But Faxon was too quick for him. He sprang to one side, caught the uplifted arm with a grip that almost paralyzed it, and, wrenching the dangerous missile—which fortunately remained intact, the plant having become root-bound in the pot—from his grasp, calmly replaced it where it belonged.
"Mr. Wentworth, this is the second time that you have made a rash attempt upon my life," he quietly observed. "I advise you never to repeat it, and you will remember that Miss Heatherford is my promised wife, and I shall not tolerate anything that verges upon a recurrence of what has just taken place."
He paused a moment, while a softer expression swept over his fine face.
"Wentworth, what ails you?" he continued in a more friendly tone. "What has made you so strangely antagonistic toward me all these years? I fail to understand it. It began away back during our first term in college; what caused it? Where is your manliness that you could cherish a grudge for so long? Believe me, I never had the slightest personal ill-will against you, and certainly you must have been in a very uncomfortable frame of mind most of this time. If I have unconsciously done you any wrong in the past, I should be very glad to be told of it."
Again he paused, but Philip stood silent, with downcast eyes and a sullen frown upon his brow. Clifford saw that he was incorrigible, and, repressing a sigh of regret for a life so warped by selfishness, he observed:
"Possibly I am unwise in appealing to you in any such way; but I believe the day will yet come when you will regret some of these things."
He turned and went swiftly back the way he had come, while Philip watched him with a lowering brow and a look of hate in his eyes.

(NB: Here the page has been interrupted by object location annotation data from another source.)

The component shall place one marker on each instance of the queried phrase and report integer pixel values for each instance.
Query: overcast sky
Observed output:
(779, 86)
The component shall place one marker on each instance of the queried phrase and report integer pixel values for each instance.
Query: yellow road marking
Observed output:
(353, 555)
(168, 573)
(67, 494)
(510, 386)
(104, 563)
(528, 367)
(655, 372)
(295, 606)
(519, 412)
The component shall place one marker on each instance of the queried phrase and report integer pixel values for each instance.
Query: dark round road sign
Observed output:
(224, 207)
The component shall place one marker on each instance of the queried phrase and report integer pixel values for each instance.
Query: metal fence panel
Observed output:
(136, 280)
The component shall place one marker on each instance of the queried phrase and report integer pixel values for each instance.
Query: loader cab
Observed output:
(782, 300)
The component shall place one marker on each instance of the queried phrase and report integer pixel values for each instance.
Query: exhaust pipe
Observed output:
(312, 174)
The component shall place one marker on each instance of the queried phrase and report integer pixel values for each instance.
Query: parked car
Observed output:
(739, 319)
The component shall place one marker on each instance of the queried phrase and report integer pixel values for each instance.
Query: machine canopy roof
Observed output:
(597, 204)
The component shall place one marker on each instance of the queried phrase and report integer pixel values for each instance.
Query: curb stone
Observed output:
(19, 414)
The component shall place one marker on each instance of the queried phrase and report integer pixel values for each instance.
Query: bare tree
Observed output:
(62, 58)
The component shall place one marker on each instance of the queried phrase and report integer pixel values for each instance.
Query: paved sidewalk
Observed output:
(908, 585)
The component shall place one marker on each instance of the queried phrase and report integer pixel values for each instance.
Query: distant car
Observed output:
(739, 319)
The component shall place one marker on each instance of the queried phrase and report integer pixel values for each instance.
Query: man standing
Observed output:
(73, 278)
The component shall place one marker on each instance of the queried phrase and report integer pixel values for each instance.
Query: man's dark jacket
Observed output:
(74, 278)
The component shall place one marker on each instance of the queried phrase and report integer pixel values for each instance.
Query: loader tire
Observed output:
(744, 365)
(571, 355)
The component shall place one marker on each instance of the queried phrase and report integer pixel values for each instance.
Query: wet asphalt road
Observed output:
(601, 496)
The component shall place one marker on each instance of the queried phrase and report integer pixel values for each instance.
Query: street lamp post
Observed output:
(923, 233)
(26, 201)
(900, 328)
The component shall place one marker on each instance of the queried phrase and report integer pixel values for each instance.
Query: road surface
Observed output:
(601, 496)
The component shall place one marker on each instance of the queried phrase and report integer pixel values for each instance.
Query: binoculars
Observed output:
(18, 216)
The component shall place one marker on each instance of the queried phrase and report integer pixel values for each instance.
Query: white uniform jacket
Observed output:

Suddenly a slight rustle caused him to turn and look behind him, when an exclamation of dismay escaped him, for, leaning against the tall vase, and pale as the snowy dress she wore, he saw Gertrude Athol standing not a dozen feet from him.
"Gertrude!" the young man faltered, for he knew from her manner that she must have overheard much of what had passed—how much he dared not think.
The sound of his voice acted like a shock of electricity upon her. She stood erect, swept into the path where he was, and confronted him.